É um pequeno livro de apenas 19 páginas o qual apresenta, em uma visão geral, o sistema de jogo de Tagmar 2. Por ser um livro pequeno qualquer pessoa que disponibilize pouco de seu tempo de um ou dois dias para ler já pode começar a jogar em Tagmar.
O livro é composto por seis capítulos que tratam da introdução (capítulo 1) ao sistema e como adquirir um personagem, os dados usados, que neste sistema são apenas o d10 e o d20 e um pequeno trecho sobre a tabela de resolução que falarei em outro artigo do que se trata.
O capítulo 2 apresenta as características básicas, ou seja, as raças disponíveis, as profissões, os deuses, os atributos dos personagens, especializações e as regras para teste de atributo, além disso, introduz ao jogador os conceitos de Energia Física e Energia Heróica, que também tratarei em outro artigo.
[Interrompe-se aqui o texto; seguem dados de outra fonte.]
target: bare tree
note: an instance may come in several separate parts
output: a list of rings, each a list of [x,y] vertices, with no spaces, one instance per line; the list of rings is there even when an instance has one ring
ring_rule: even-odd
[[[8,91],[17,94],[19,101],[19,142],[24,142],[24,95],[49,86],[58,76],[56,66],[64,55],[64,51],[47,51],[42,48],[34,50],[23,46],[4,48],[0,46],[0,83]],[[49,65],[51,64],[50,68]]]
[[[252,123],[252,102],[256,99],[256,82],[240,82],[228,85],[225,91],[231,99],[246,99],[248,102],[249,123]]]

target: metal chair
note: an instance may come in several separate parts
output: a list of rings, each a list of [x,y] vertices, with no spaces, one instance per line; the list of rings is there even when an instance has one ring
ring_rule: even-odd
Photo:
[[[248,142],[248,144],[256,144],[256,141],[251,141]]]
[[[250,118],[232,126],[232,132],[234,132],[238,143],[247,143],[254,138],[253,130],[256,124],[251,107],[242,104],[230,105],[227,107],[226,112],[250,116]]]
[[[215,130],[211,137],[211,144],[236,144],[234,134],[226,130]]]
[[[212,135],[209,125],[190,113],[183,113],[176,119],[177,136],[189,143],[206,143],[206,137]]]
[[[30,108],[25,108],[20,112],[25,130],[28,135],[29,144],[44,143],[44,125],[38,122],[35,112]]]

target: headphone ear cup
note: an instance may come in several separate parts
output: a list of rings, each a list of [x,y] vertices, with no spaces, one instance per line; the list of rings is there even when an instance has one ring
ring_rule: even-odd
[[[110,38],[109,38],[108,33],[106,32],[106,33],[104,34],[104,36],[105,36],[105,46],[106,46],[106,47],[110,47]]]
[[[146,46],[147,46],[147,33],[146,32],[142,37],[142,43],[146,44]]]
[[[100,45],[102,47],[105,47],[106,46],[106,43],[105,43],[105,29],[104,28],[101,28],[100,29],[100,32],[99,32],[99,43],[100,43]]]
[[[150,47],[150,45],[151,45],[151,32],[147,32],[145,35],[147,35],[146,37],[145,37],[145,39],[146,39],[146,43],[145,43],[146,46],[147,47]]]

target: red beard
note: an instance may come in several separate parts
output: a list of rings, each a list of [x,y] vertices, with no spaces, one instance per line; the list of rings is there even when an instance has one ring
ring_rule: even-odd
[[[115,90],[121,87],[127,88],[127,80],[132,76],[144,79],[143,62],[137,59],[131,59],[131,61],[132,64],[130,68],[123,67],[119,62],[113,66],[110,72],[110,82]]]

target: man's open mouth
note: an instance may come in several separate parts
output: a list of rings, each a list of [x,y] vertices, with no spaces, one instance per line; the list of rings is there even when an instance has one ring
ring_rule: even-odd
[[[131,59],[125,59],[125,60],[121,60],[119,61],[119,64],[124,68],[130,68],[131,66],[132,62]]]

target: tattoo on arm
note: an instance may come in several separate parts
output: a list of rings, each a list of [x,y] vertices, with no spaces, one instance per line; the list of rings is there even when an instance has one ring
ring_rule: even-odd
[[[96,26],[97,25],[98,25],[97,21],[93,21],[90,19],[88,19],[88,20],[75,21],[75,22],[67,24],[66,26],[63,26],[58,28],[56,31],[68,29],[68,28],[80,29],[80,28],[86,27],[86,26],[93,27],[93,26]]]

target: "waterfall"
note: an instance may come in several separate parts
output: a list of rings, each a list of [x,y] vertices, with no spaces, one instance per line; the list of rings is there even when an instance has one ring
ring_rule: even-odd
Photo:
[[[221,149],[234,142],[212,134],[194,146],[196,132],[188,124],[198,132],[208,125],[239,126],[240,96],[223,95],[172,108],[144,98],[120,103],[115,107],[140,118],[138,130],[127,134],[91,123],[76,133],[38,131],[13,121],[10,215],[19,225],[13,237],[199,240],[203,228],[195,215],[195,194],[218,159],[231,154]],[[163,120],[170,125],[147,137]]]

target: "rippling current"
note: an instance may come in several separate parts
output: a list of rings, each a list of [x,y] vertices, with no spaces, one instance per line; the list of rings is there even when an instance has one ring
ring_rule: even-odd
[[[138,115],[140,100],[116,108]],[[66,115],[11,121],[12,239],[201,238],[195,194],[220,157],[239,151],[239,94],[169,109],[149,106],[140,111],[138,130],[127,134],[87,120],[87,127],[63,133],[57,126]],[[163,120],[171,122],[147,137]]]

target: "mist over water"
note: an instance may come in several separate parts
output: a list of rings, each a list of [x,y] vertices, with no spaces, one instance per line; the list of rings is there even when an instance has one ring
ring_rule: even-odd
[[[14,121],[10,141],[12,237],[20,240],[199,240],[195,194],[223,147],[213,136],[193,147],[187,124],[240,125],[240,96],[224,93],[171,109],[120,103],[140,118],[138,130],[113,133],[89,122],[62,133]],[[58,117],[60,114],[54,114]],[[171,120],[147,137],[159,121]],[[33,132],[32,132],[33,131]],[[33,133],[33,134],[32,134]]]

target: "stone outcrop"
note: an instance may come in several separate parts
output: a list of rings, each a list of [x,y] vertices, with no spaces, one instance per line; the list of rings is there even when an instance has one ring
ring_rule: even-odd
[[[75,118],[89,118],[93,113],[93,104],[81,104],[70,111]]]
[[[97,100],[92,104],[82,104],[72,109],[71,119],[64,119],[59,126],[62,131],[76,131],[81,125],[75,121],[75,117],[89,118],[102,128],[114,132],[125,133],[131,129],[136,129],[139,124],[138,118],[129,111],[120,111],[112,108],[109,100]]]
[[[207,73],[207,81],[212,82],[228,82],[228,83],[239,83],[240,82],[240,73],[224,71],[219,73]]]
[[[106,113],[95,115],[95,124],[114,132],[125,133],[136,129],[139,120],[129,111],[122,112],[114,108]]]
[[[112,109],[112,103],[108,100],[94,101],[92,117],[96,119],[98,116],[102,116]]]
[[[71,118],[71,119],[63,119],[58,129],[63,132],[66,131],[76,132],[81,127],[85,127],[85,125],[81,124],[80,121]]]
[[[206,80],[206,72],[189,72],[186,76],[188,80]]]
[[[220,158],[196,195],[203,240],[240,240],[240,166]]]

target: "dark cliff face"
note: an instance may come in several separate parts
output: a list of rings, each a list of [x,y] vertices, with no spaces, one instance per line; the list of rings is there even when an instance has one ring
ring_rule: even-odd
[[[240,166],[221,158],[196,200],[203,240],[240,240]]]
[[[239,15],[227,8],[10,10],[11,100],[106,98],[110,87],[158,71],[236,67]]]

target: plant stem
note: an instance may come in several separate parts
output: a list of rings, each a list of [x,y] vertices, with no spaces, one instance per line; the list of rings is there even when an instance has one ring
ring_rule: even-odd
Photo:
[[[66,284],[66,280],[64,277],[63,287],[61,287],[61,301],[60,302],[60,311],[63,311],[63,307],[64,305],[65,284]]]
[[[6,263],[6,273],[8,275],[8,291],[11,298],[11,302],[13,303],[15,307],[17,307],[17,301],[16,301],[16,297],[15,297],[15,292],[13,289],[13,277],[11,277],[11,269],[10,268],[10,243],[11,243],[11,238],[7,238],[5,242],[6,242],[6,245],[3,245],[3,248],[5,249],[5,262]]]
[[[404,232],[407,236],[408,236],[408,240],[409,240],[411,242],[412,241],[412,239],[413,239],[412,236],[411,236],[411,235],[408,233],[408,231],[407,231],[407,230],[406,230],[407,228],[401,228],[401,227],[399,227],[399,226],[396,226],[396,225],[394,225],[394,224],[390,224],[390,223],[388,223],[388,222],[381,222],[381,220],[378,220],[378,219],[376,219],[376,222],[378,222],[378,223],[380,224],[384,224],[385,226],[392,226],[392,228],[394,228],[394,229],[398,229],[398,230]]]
O capítulo 3 trata das habilidades, que diferentemente dos atributos é aquilo que o personagem sabe fazer. Neste capítulo são tratadas as regras usadas para resolver tudo aquilo relacionado com as habilidades dos personagens, além disso mostra uma breve descrição das habilidades.
O combate em Tagmar é tratado no capítulo 4. Tudo relacionado a este como a seqüencia do combate, iniciativa, movimento, utilizar a tabela de resolução, fazer um ataque, causar dano (que em Tagmar é diferenciado em dano na Energia Heróica ou dano na Energia Física), acertos críticos, falhas automáticas, entre outros assuntos não menos importantes que os já listados aqui, encontra-se neste capítulo.
O capítulo 5 fala da magia no mundo de Tagmar. A forma de ler as magias, como adquirir habilidades mágicas, regras para o seu uso, entre outros pontos importantes. No meio deste capítulo é citado as organizações em que os personagens podem entrar de acordo com as suas profissões. Colégio para magos, Ordem para sacerdotes, Confraria para bardos e Trilhas para rastreadores (sim, isso mesmo, o termo já havia sido proposto para essa profissão/classe antes da tradução da Devir – de mesmo nome – para a classe na quarta edição de D&D).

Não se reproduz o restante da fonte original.